Né en 1901 à Paris, d’une mère catholique et d’un père réformé, Albert- Marie Schmidt fait ses humanités au lycée Condorcet où il a pour condisciples Jean Tardieu, René Pintard et le futur Lanza del Vasto, qui le décrit comme un jeune homme « précieux et prétentieux dans son langage et dans ses gestes » ayant « tout lu, ni plus ni moins ». Il semble en effet que, dès l’enfance, Schmidt soit dévoré par une curiosité qui ne le quittera jamais. Brillant mais peu scolaire, il échoue aux concours de l’École normale supérieure et de l’agrégation de Lettres. Pourtant, la haute qualité de ses recherches universitaires lui vaudra d’accéder à la maîtrise de conférence puis au professorat, à Caen d’abord, à Lille ensuite, après une période à Marburg où il sera l’un des disciples de Leo Spitzer. Ses amitiés intellectuelles, après sa rencontre avec André Gide, le feront assister aux Décades de Pontigny, où il se liera avec François Mauriac, Roger Martin du Gard et Jean Schlumberger. Il passe un temps par la très barthienne revue Hic et Nunc. À la fin de sa vie, il sera, aux côtés de Raymond Queneau, l’un des créateurs de l’OuLiPo (Ouvroir de Littérature Potentielle).
Il meurt prématurément en 1966, renversé par une camionnette – quatorze ans avant Roland Barthes.

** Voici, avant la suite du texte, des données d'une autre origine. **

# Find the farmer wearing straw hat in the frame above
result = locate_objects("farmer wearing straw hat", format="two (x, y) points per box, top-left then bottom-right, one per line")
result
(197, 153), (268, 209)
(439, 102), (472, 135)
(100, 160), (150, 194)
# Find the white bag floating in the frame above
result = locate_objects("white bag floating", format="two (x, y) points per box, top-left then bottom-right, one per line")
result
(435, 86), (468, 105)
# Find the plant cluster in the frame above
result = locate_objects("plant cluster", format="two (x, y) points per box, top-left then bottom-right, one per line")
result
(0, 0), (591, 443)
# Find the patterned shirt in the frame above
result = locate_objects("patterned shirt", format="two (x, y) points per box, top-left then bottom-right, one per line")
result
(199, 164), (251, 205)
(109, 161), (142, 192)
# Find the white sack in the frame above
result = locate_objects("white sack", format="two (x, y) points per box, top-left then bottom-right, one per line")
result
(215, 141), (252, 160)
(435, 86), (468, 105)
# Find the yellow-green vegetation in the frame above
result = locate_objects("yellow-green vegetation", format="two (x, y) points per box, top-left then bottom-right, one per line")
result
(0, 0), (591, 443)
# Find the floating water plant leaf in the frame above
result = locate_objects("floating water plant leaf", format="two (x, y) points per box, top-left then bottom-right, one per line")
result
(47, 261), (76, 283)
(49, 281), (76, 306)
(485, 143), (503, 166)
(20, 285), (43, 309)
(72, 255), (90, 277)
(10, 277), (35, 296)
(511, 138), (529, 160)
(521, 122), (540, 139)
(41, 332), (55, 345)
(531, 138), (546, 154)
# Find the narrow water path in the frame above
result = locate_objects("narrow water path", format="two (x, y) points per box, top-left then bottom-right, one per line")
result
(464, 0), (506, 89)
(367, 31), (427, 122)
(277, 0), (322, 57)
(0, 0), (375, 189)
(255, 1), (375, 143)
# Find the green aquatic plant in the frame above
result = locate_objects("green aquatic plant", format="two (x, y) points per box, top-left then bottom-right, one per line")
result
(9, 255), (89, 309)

L’œuvre d’Albert-Marie Schmidt est d’abord une somme de claire érudition, servie par un style travaillé qui hérite de la sophistication de l’époque baroque autant que de la verdeur rabelaisienne. Spécialiste du XVIe siècle, il s’attache à faire lire et comprendre la poésie scientifique de cette période. Il multiplie les éditions savantes, mais sans austérité, d’Agrippa d’Aubigné ou de Marguerite de Navarre en prenant soin de les replacer dans leurs filiations respectives. À sa façon, il représente aujourd’hui l’homme de la Renaissance, savant respectueux de ses maîtres et ouvert à la modernité. Cette soif de découverte l’animera lorsque, devenu critique littéraire à Réforme, il fera découvrir de jeunes auteurs dont la presse ne parle guère.
Un rapport strictement individuel à Dieu
Mais son maître ouvrage reste son Calvin, paru en 1957 et constamment réédité. Ce huguenot convaincu tente d’y brosser un portrait moins austère du Réformateur. Il le rend plus humain et surtout le situe dans le contexte intellectuel du temps. Ainsi, sa théologie devient plus humaniste et accessible à chacun. Car, tout en se défiant du libéralisme radical, Schmidt conçoit la foi comme un rapport strictement individuel à Dieu, où se déploie irrésistiblement la liberté de la grâce. Il se défie des dogmes et, pour mieux approfondir sa spiritualité, il pratique, selon Robert Amadou, « une théosophie calviniste ». À côté des grands noms du protestantisme, il se passionne pour les grandes figures de l’ésotérisme et consacrera des études à Paracelse ou à la Mandragore. Ainsi, il prend place aux côtés de Johann Valentin Andreæ ou Jung-Stilling.
Fidèle aux idéaux de la Réforme, il fait donc accéder le lecteur à un savoir généralement réservé à un public restreint. Cette érudition doit s’affranchir de tout dogme, non pour aboutir au scepticisme, mais pour affermir une piété enfin débarrassée de tout appareil ecclésial sclérosant. Attaché à la rigueur du texte et à la liberté, Albert-Marie Schmidt est en cela bien protestant.